さっきの「おすすめビュー」と「ディープビュー」は、
そのひとつだったと思いますが・・・。

元倉

そうですね。
今回は、プレイヤーの調整が、
かなり細かかったですね。

林田

ジャンプの話、ありましたね。
「止まってジャンプ」と「走ってジャンプ」。

元倉

3Dマリオは止まった状態でジャンプする高さと、
助走をつけてジャンプする高さが、
それまではいっしょだったんです。
でも今回は、
「助走をつけたほうが、高く跳べる仕様にしよう」
と宮本さんから言われたんです。
そんなときに昔の攻略本を見ていたら、
そのようなことがすでに書いてあったんです。

一同

(笑)

元倉

ただ、話の流れからしても、
宮本さんも忘れていたみたいで・・・。

林田

でも、実際にプレイしてみるとおかしいから、
「こういうのがマリオなんじゃないか?」
と指摘するんですね。
で、実際に比較してみると、
「ああ、こっちもそうなってた」ということになるんです。
それが感覚としてわかるのが驚きですよね。

元倉

あと、前転と幅跳びの話がありました。

林田

ああ、前転と幅跳びね。

元倉

前転というアクションは、
この前のカンファレンスのインタビュー映像で、
宮本さんが「クリアするのに必要のないアクション技がある」
って言ったものに含まれると思います。
当初は走りながらしゃがむと、
コロンと転がるというアクションだったんです。
その操作方法が、感覚的におかしい、と。
しゃがむと回るというのが、
感覚的じゃない、という話をしていました。

岩田

宮本さんは、身体感覚に合わないことに対して、
すごくきびしいんですよね。
「立ってジャンプしたときと、
 助走して跳んだときと到達距離が違うはずだ」っていうのも、
身体感覚からきているんです。

元倉

ですので、走りながらしゃがんだときに前転するのをやめて、
別の操作法で前転する仕組みを入れました。
また、最初は「リセット」ということもあったので、
幅跳びを入れることは考えていなかったんですけれど、
宮本さんから「幅跳びを入れよう」とも言われていましたので、
3Dマリオでは馴染みのある幅跳びも入れました。
実際に遊んでみると、
「前転」と「幅跳び」っていうのが使い分けられて、
いい感じにプレイに幅が出てきたんですね。
一見使えなさそうなんですけれども、
どんどんやり込んで、タイムアタックで使ってみると、
タヌキマリオよりも速く進める場所があるんです。

岩田

スタンダードなプレイヤーでも、
「極めたらこんなことが!」という驚きがありますね。

元倉

ええ。
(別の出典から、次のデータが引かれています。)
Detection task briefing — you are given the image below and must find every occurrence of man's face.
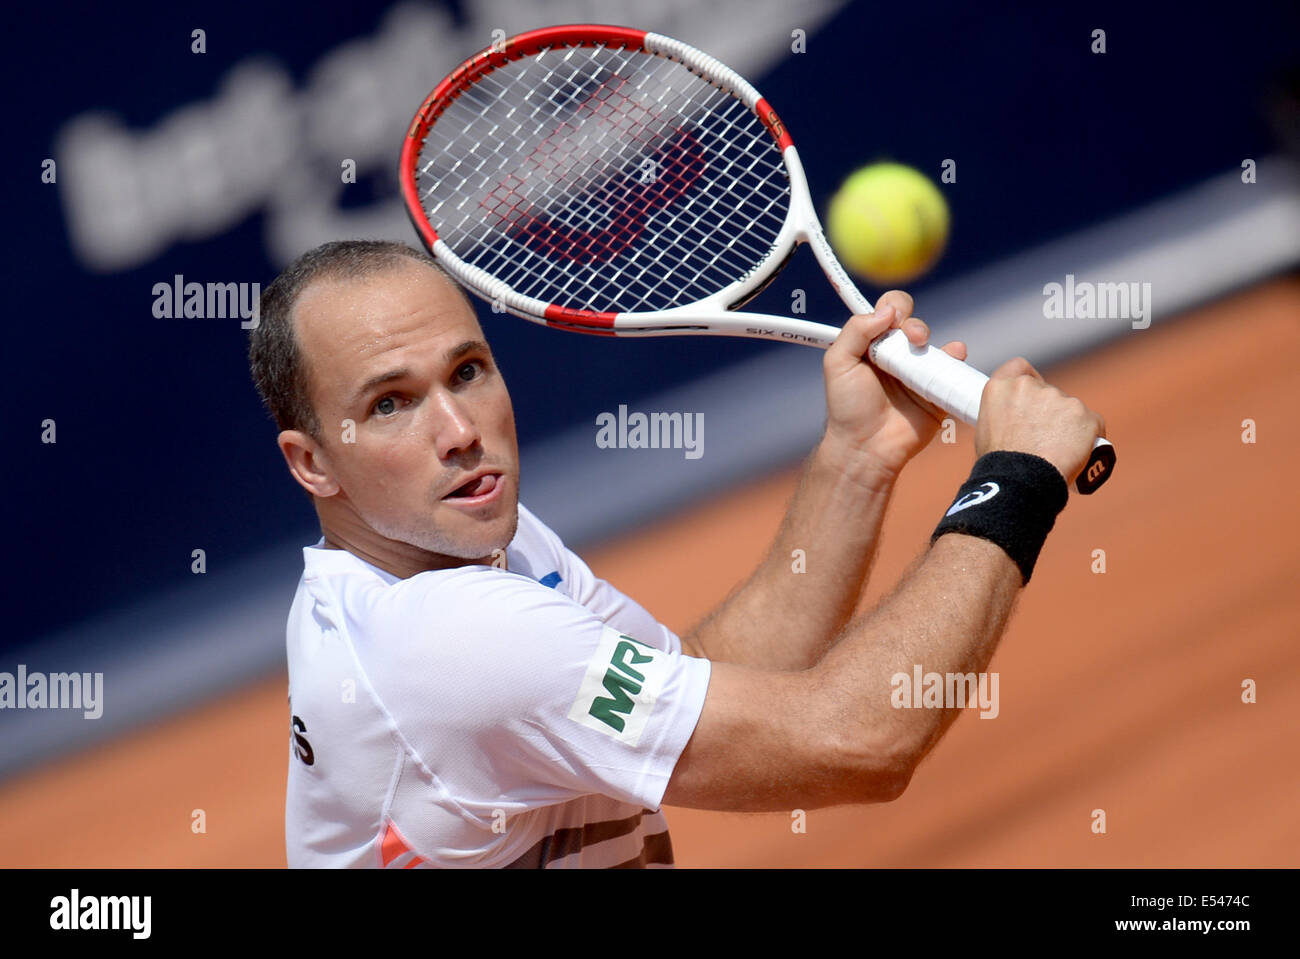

いろいろな変身があるけれど、
スタンダードなプレイヤーが速い、
とても遊び応えのある感じになったと思います。

林田

幅跳びは3Dマリオの歴史上、
最上級アクションの位置づけなんです。
「幅跳びができれば、あなたは3Dマリオ上級者です」みたいな。
そのことはきちんとキープできるようにつくりました。

岩田

カベキックが何段もできて、
幅跳びができるようになると、
あなたの体術も一人前です・・・ということですね。

林田

はい。幅跳びは幅跳びとしてきちんとつくりましたし、
今回はさらに、 前転なり、前転幅跳びなりを、
幅跳びを超えた上級アクション
として用意してます。

元倉

宮本さんは、アクションが上手な人が、
どんどんステージ上のネタを飛ばしていける、
そういう仕様は「マリオとしていいんだ」と。
そう話されていました。

岩田

幅跳びや前転を入れることで、
3Dマリオからのお客さんでも楽しめる部分を
きちんと入れることができたというわけですね。